On the one hand, it is understandable given the barrage of propaganda about Chinese hackers as a threat to corporate and national security; seemingly every week there is a new news item highlighting the great red cyber-menace. On the other hand, it is a perfect illustration of the hypocrisy and ignorant arrogance of Americans who, despite being citizens of unquestionably the most aggressive nation when it comes to both cyber espionage and surveillance, see fit to cast China as the real villain. It is a testament to the power of both propaganda and imperial triumphalism that a proposition so disconnected from reality, and bordering on Orwellian Doublethink, is not only accepted, but is ipso facto true.
But there is a deeper political and sociological phenomenon at play here, one that begs further exploration. How is it that despite all the revelations of Edward Snowden regarding US intelligence and military snooping capabilities across the globe, Americans still cannot accept the culpability of their own government and corporate interests – the two work hand in hand – in global cyber-espionage? Even if they explicitly or implicitly know about the NSA, CIA, DIA, and Pentagon programs (among many others), their instinctive reaction is to blame China. Why? The answer lies in the complexity and effectiveness of the anti-China propaganda.

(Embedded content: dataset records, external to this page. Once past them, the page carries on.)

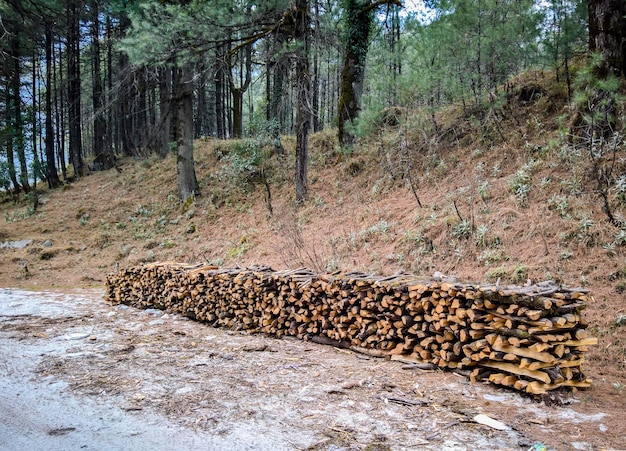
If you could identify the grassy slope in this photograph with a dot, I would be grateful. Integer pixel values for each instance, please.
(361, 215)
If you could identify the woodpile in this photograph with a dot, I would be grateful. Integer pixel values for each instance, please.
(530, 338)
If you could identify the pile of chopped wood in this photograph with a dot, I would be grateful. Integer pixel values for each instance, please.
(530, 338)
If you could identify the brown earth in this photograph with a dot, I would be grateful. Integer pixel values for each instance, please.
(362, 215)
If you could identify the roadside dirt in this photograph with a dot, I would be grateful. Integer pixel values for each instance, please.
(77, 371)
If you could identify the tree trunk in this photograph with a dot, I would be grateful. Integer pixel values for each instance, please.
(10, 154)
(187, 182)
(219, 101)
(74, 88)
(51, 169)
(607, 33)
(359, 17)
(18, 126)
(165, 110)
(103, 157)
(301, 35)
(358, 20)
(59, 116)
(201, 122)
(239, 91)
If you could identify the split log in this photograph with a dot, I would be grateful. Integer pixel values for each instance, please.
(529, 338)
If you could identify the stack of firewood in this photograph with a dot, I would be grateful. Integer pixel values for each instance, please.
(530, 338)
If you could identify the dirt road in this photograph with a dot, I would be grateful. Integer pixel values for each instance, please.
(76, 373)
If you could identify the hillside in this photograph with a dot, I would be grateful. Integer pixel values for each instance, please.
(497, 195)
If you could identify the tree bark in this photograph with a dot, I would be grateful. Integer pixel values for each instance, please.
(165, 110)
(103, 157)
(238, 91)
(187, 182)
(51, 169)
(607, 33)
(18, 126)
(359, 17)
(74, 88)
(303, 119)
(10, 153)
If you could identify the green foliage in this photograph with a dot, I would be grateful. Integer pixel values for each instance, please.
(5, 179)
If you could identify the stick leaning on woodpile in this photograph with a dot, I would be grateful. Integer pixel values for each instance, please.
(530, 338)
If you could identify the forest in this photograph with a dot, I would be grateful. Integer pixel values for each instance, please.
(85, 82)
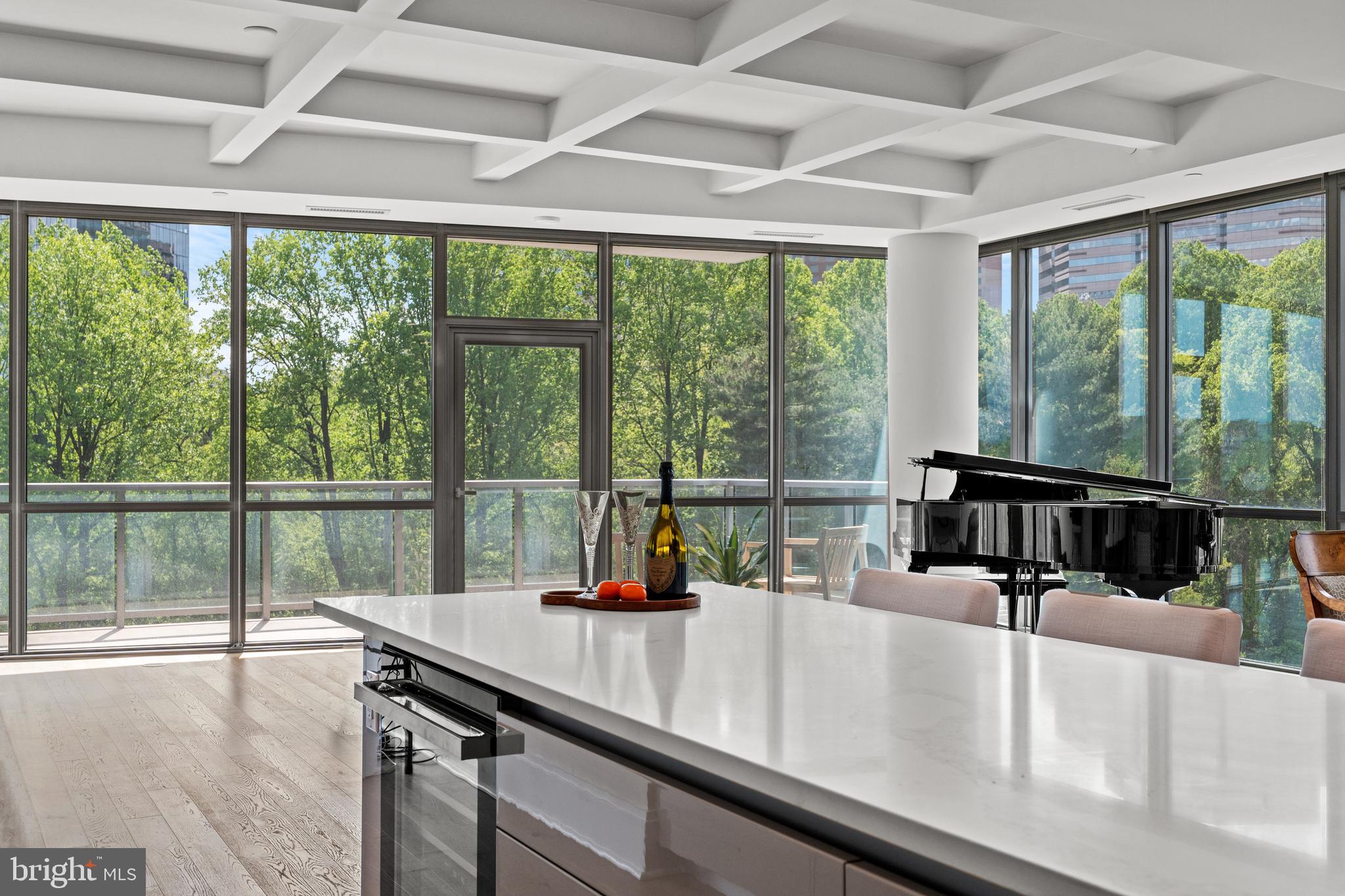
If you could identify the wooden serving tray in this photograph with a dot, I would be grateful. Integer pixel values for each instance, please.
(571, 598)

In his landmark book Public Opinion, the renowned writer, commentator, and theoretician of propaganda, Walter Lipmann, defined the term “stereotype” in the modern psychological sense as a “distorted picture or image in a person’s mind, not based on personal experience, but derived culturally.” In other words, the stereotype is an image in our mind’s eye, one that is constructed by outside forces; it is information filtered through a particular societal or cultural framework that then creates a picture of how something is to be understood. Lipmann went further, noting that carefully constructed propaganda could be used to shape stereotypes, thereby allowing the powers that be the ability to construct and manipulate information and narratives.
And this is precisely the phenomenon at work here. By repeating it endlessly, the US political and corporate media establishment have successfully convinced Americans that China is the real threat when it comes to cyberspace, playing on the stereotype of Chinese people in general, and the People’s Republic of China specifically. But, I would argue something far different: rather than seeing China as a threat, perhaps Americans, and westerners generally, should shine a light on what their own countries are doing, thereby gaining a broader perspective on the issue. For China’s moves in this field pale in comparison to those of the US, and are clearly a response to them.